One talent Caldwell could not claim was the ability to speak or read Chinese. His first exposure to the language came thanks to informal dinnertime chats with his overseas Chinese students at MIT. In between bites of stir fry and dumplings, Caldwell and his students got to talking about Chinese characters. One basic fact about the language caught the MIT engineer entirely by surprise: ‘Chinese has a “spelling”,’ as Caldwell later put it.
Having previously thought that Chinese calligraphy was subject to no orthographic laws, Caldwell soon discovered something to the contrary: ‘Strangely enough, it turns out that [the Chinese student] learns to write ideographic characters very much as his alphabetic brother learns to write words… Every Chinese learns to write a character by using exactly the same strokes in exactly the same sequence.’
As an expert on logical circuit design, the idea of consistent Chinese ‘spellings’ whetted Caldwell’s intellectual curiosity: if every Chinese character was composed in precisely the same way, might it be possible to design a logical circuit that, being fed such Chinese strokes as input data, outputted Chinese characters? If Chinese, despite being a non-alphabetic language, exhibited its own ‘spelling’, might it be possible to build something that had eluded engineers for years: a computer for the Chinese language?
Caldwell sought the help of Lien-Sheng Yang, a professor of Far Eastern Languages at Harvard. Caldwell relied upon him to conduct a thorough analysis of the structural make-up of Chinese characters, and to determine the stroke-by-stroke ‘spelling’ of approximately 2,000 common-usage words. Caldwell and Yang ultimately settled upon 22 strokes in all: an ideal number to place upon the keys of a standard Western-style typewriter keyboard.
Instead of the QWERTY keyboard layout, Caldwell would outfit the keys of the Sinotype with Chinese brushstrokes, which the typist would use to compose – or more accurately to describe and retrieve – Chinese characters. In his own terms, Caldwell’s objective was ‘to furnish the input and output data required for the switching circuit, which converts a character’s spelling to the location coordinates of that character in the photographic storage matrix’.
In the course of his research, Caldwell made a second startling discovery. Not only did Chinese characters have a spelling, but, as he wrote, ‘the spelling of Chinese characters is highly redundant’. It was almost never necessary for Caldwell to enter every stroke within a character in order for the machine to retrieve it from memory. For a character containing 15 strokes, for example, it might only be necessary for the operator to enter the first five or six strokes before the Sinotype arrived at a positive match.

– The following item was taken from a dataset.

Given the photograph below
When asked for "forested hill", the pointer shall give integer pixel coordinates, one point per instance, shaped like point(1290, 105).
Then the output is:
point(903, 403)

An English-language analogue might be the spelling of the word ‘xylophone’ or ‘crocodile’: the first five letters are sufficient to form a match with the complete word. What took nine letters to ‘spell’ might therefore take only five letters to ‘find’. Indeed, the difference between ‘spelling in full’ and ‘minimum spelling’, as he termed them, was often dramatic. Certain characters in his test sample required 11 strokes to compose, but only five to ‘find’. By taking advantage of these (and other) factors, Caldwell concluded, it might be possible ‘to build a machine that will permit composition in Chinese, from a keyboard, at least as fast as composition in English’. Caldwell had not only invented the world’s first Chinese computer. He also unwittingly invented what we now know as ‘autocompletion’.
§
The Sinotype received financial backing from the Carnegie Foundation, the US Army, and the US Air Force, all of whom were eager to weaponise the promising new device by increasing propaganda-leaflet production. With the Sinotype, the ability to compose and print Chinese-language propaganda material on a massive scale became a reality. But Caldwell didn’t see his invention in such stark Cold War terms.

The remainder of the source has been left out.